Validation report — S1-03 Adapter Protocols + AdapterConfidence discriminated union

Story: ../S1-03-adapter-protocols-confidence.md Validated: 2026-05-15 Validator: phase-story-validator (scheduled task: story-validation-corrector) Verdict: HARDENED

Summary

The story implements codegenie.adapters — four @runtime_checkable Protocols (DepGraphAdapter, ImportGraphAdapter, ScipAdapter, TestInventoryAdapter), AdapterConfidence = Trusted | Degraded | Unavailable (Pydantic discriminated union), plus Occurrence (frozen dataclass) and TestId (NewType). All references trace cleanly to 02-ADR-0007, phase-arch-design.md §"Component design" #7 / §"Data model" / §"Design patterns applied" row 3, and final-design.md §7.

The draft was structurally sound — no RESCUE-tier findings — but had ten harden-tier gaps in AC coverage and test mutation-resistance that would have let an obviously-wrong implementation slip past the executor's Validator pass. Many of the gaps are direct symmetric analogues of the gaps S1-01 closed (this is the 2nd Pydantic-discriminated-union family in Phase 2; symmetric discipline matters).

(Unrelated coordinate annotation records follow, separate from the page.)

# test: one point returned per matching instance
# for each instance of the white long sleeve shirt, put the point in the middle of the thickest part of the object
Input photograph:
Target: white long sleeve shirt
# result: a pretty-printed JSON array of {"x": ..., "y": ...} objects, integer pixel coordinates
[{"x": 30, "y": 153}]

Twelve edits applied in place; story is ready for phase-story-executor. Stage 3 research skipped (no NEEDS RESEARCH findings — every gap was answerable from arch + ADR-0007 + S1-01's validation precedent).

Context Brief (Stage 1)

• Goal as written: Implement src/codegenie/adapters/{__init__.py, protocols.py, confidence.py} — four @runtime_checkable Protocol classes + AdapterConfidence = Trusted | Degraded | Unavailable Pydantic discriminated union + per-Protocol isinstance conformance tests. Zero implementations.
• Phase 2 exit criteria touched: Plugin scaffolding ships as documentation-as-code (kernel-only); Phase 3 inherits typed surfaces day-1 (phase-arch-design.md §"Integration with Phase 3"); 02-ADR-0007 "Phase 3 first plugin doubles as proof the loader works" survives by not shipping implementations here.
• Load-bearing commitments touched:
• CLAUDE.md §"Extension by addition" — adding a fifth Protocol is ADR-amendment; new adapter implementations are new files under plugins/.
• CLAUDE.md §"Honest confidence" + "Facts not judgments" — AdapterConfidence is the typed surface for "the adapter doesn't know" (Degraded/Unavailable).
• 02-ADR-0007 §Decision/§Consequences — Phase 2 ships zero implementations; tests/integration/adapters/test_phase3_handoff_smoke.py lands skipped in S7-04.
• phase-arch-design.md §"Data model" — pins exact Pydantic shape (frozen, extra=forbid, Literal kind, Annotated[Union[...], Field(discriminator="kind")]).
• phase-arch-design.md §"Design patterns applied" row 3 — PEP 544 structural subtyping over Abstract Factory.
• phase-arch-design.md §"Anti-patterns avoided" rows 1 (premature pluggability), 2 (pattern soup), 7 (tag-and-dispatch without tagged union), 11 (model_construct bypass).
• final-design.md §7 — "~80 LOC total, pure types, stdlib + typing only".
• Open/Closed boundaries:
• New adapter implementation → new file under plugins/{slug}/adapters/ (Phase 3 + later). Zero edits to protocols.py.
• New Protocol type (5th kind of adapter) → deliberately ADR-amendment-gated, NOT Open/Closed.
• New AdapterConfidence variant → deliberately ADR-amendment-gated; assert_never enforces.
• Sibling-family lineage: 2nd Pydantic-discriminated-union family in Phase 2 (after S1-01 IndexFreshness). Symmetric discipline: discriminator-string pinning, JSON-shape pinning, extra="forbid" test, frozen mutation test, exhaustive match test, model_construct source-scan, module-purity invariant. S1-01's validation report (_validation/S1-01-…md) establishes the framing carried forward.
• Prior validation history: None for S1-03; cross-referenced S1-01's report for sibling-family pattern.
• Open ambiguities: None — proceeded to Stage 2.

Stage 2 — critic reports

Coverage (verdict: COVERAGE-HARDEN — 10 findings)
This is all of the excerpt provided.